Abstract:
Objective: Diagnosis of small bowel volvulus is challenging. Early and accurate diagnosis is important for prevention of bowel necrosis, and for reducing morbidity and mortality. In this report, we aimed to present seven cases with small intestine volvulus who were admitted to the emergency department and to discuss this condition with the literature.
Methods: Seven patients who were admitted with acute abdominal and/or intestinal obstruction and diagnosed with small bowel volvulus during 2007-2012 were evaluated for demographics, physical examinations, laboratory tests, operation findings, and outcome.
Results: Massive bowel resections were needed in two patients at surgery.

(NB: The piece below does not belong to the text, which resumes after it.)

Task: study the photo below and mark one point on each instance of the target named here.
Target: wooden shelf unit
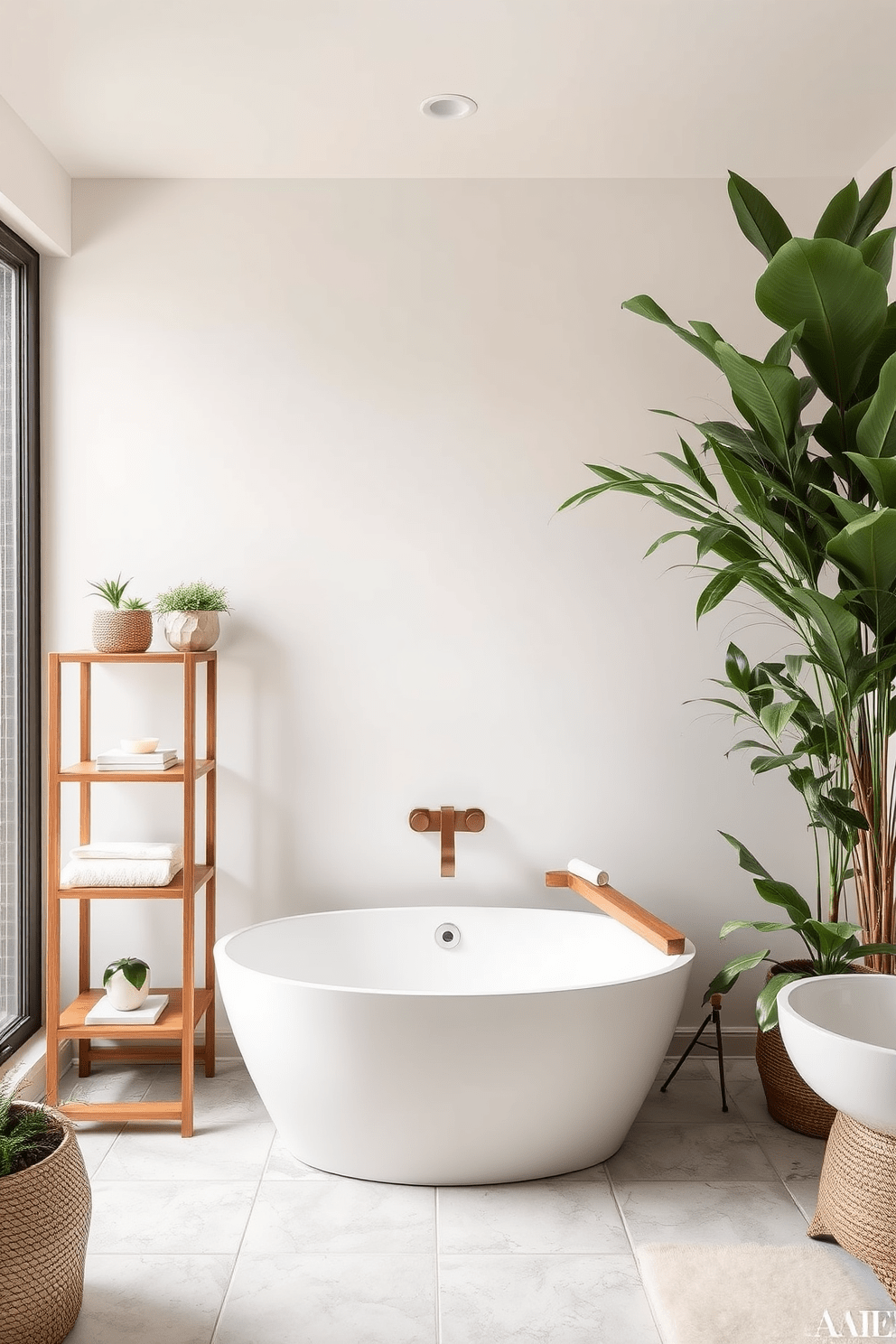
(178, 1023)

In one of these patients, no underlying abnormality was found, ending with mortality in the intensive care unit. In the other patient, the cause of volvulus was adhesions. This patient was admitted into the intensive care unit for 15 days. In the remaining patients, the cause of volvulus was Meckel's diverticulum in five patients and adhesions in three patients.

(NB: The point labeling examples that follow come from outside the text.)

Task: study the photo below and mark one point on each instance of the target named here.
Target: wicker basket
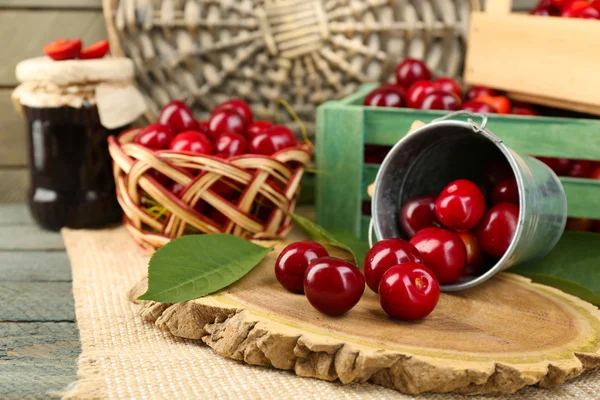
(305, 51)
(259, 192)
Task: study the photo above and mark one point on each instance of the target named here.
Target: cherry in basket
(155, 136)
(231, 144)
(272, 140)
(239, 106)
(63, 49)
(193, 142)
(178, 116)
(225, 120)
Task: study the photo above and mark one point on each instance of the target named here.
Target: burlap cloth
(125, 358)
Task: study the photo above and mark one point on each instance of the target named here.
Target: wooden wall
(25, 27)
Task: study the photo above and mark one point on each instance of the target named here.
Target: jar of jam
(71, 108)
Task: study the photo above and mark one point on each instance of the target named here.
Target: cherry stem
(291, 111)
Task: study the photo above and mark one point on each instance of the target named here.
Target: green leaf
(193, 266)
(573, 266)
(343, 240)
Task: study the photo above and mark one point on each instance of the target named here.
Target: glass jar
(71, 170)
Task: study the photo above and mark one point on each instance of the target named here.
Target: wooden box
(545, 60)
(345, 127)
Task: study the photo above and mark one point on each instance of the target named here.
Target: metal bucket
(430, 157)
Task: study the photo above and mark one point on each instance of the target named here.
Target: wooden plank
(36, 301)
(37, 358)
(14, 214)
(33, 266)
(51, 4)
(13, 139)
(29, 237)
(49, 25)
(554, 56)
(13, 185)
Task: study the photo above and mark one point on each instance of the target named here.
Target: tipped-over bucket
(429, 158)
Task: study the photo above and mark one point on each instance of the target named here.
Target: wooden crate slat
(556, 56)
(26, 42)
(13, 139)
(343, 141)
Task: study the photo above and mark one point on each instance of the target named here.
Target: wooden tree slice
(495, 338)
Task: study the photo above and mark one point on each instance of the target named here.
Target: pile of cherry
(415, 88)
(229, 132)
(588, 9)
(449, 236)
(70, 49)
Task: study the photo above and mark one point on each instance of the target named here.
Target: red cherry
(449, 85)
(293, 261)
(581, 169)
(178, 116)
(63, 49)
(595, 173)
(411, 70)
(160, 177)
(203, 127)
(474, 254)
(506, 190)
(409, 291)
(439, 100)
(418, 213)
(272, 140)
(580, 9)
(384, 97)
(476, 91)
(560, 4)
(478, 106)
(384, 255)
(257, 127)
(395, 87)
(193, 142)
(501, 103)
(443, 252)
(523, 109)
(497, 229)
(560, 166)
(154, 137)
(497, 170)
(460, 205)
(97, 50)
(239, 106)
(231, 144)
(417, 92)
(333, 286)
(226, 120)
(579, 224)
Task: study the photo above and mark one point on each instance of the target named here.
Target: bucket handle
(477, 128)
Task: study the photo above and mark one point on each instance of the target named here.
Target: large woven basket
(305, 51)
(260, 192)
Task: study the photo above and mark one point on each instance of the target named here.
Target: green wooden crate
(344, 128)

Conclusion: Diagnosis of small bowel volvulus is a challenging situation. Generally, the diagnosis is made during emergency laparotomy due to acute abdomen or intestinal obstruction. Because of this challenging condition, massive bowel resection is required in some cases. Early diagnosis and treatment of small bowel volvulus are the most important factors in decreasing mortality and morbidity.